TRADER: Why don’t you just go ahead and shut her down then, if that’s ok?
One year massive wildfires in California moved the price of energy in Enron’s favor. Here’s a conversation Enron traders had about those wildfires which helped them make money:
TRADER: What’s happening?
SECOND TRADER: There is a fire under the core line…
FIRST TRADER: Burn, baby burn.
SECOND TRADER: That’s a beautiful thing.
Finally, traders also laughed at the idea that grandmothers in California lost money because of their actions.
TRADER: All that money you guys stole from those poor grandmothers in California.
SECOND TRADER: Yeah, Grandma Millie, man.
SECOND TRADER: She’s the one who couldn’t figure out how to ******* vote on the butterfly ballot.
FIRST TRADER: Now she wants her ******* money back for all the power you’ve charged… (source)
In conclusion, let’s look at one of the most recent examples of egregious trader conversations from UBS.
When UBS was fined at the end of 2012 for manipulating interest rates, they were also forced to reveal documents showing conversations between their traders and brokers.
Here are four quotes from them that may seem fake because they are so stupid. But, in fact, they’re real quotes. (source)
“I need you to keep it as low as possible… if you do that…. I’ll pay you, you know, 50,000 dollars, 100,000 dollars… whatever you want…”
“as i said before – i dun mind helping on your fixings…”
“Anytime i can return the favour let me know…”
“JUST BE CAREFUL DUDE… i agree we shouldnt ve been talking about putting fixings for our positions on public chat…”
It’s amazing that these “dudes” are given millions of dollars to push around and speculate with, isn’t it?
According to a CFTC report, RBS placed derivatives traders on the same desk as the people submitting the Libor interest rate.
This setup allowed the traders to make a trade and then ask the submitters to manipulate the interest rate to their advantage (and to someone else’s—a competing hedge fund’s, for instance—disadvantage). Even after RBS placed the traders away from the submitters, however, the manipulation continued through instant messaging.
Here are some highlights from the messages. No corrections have been made to grammatical, syntax errors:
August 20th, 2007
Senior Yen Trader: its just amazing how libor fixing can make you that much money
Senior Yen Trader: its a cartel now in london
December 5, 2007
Yen Trader 2: FYI libors higher again today
Yen Trader 4: ‘ucksake. keep ours low if poss. don’t understand why needs to go up in yen
Yen Trader 2: no reason dude[,] [Bank C] and [Bank D] went high yest
Yen Trader 4: send the boys round
Yen Manager: pure manipulation going on
April 2, 2008
Senior Yen Trader: i am sure some HF [hedge fund] will complain tomorrow ..
Yen Trader 1: tough
Senior Yen Trader: we will say we lower every tenor ..1m 3m 6m ..we feel rbs name has very good credit ..no problem getting money in
Senior Yen Trader: good way to boost share price!
This sample gives a sense for what was going on. See the full CFTC report for more.

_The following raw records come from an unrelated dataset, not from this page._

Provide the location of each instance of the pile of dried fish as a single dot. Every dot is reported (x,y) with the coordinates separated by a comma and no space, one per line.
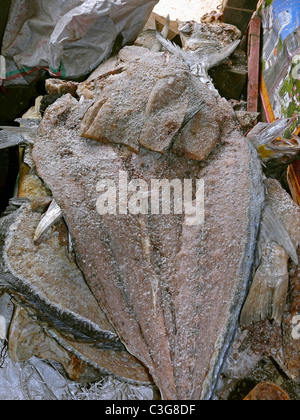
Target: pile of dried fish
(142,295)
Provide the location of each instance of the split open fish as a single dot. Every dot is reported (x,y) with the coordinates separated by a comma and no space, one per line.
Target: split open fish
(158,280)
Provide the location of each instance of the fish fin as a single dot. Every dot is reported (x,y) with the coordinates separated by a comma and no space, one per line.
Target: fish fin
(169,45)
(50,218)
(273,230)
(267,295)
(156,47)
(9,139)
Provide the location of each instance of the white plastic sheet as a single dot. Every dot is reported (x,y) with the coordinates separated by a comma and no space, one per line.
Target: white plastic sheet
(68,38)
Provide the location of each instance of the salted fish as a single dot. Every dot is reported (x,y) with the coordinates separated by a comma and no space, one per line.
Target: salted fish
(43,280)
(173,292)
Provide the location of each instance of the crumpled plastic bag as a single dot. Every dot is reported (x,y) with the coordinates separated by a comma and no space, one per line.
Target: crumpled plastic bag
(67,38)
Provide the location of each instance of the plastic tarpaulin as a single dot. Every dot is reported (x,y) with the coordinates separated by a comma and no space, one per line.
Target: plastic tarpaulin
(281,58)
(68,38)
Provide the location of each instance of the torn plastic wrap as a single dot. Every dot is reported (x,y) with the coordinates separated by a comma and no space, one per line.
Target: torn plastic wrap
(68,39)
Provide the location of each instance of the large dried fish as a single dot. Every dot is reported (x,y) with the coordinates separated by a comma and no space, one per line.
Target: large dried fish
(173,292)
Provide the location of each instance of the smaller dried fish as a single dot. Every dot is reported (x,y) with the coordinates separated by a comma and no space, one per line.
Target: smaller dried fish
(268,292)
(270,142)
(50,218)
(198,63)
(11,139)
(156,47)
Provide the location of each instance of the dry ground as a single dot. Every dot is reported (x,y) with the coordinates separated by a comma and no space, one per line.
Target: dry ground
(186,9)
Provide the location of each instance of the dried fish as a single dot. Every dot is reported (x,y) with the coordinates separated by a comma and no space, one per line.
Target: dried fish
(158,280)
(199,63)
(53,291)
(269,140)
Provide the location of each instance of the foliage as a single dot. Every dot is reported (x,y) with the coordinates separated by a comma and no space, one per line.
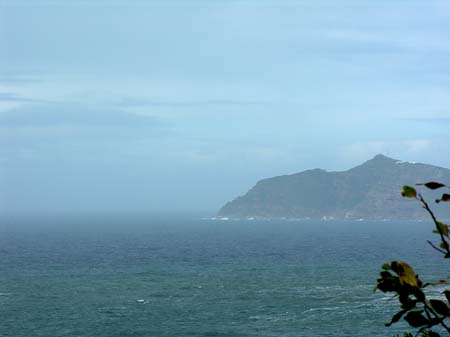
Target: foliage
(400,278)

The point here isn’t that Wall Street traders are naughty alpha males (though many are). The point here is that these are some of the guys behind trades on Wall Street. This alpha male culture is embedded at least to some extent at all megabanks with trading floors: JPMorgan Chase, Citi, Bank of America, Goldman Sachs, Morgan Stanley.
These are some of the guys who are speculating in the market. These are some of the guys who have blown up firms over and over and over and over (see our derivatives timeline).
These are the firms people should boycott and support local lenders in their stead. People who have loans or deposits with these megabanks are casting their vote for this kind of a “value only equals money” culture.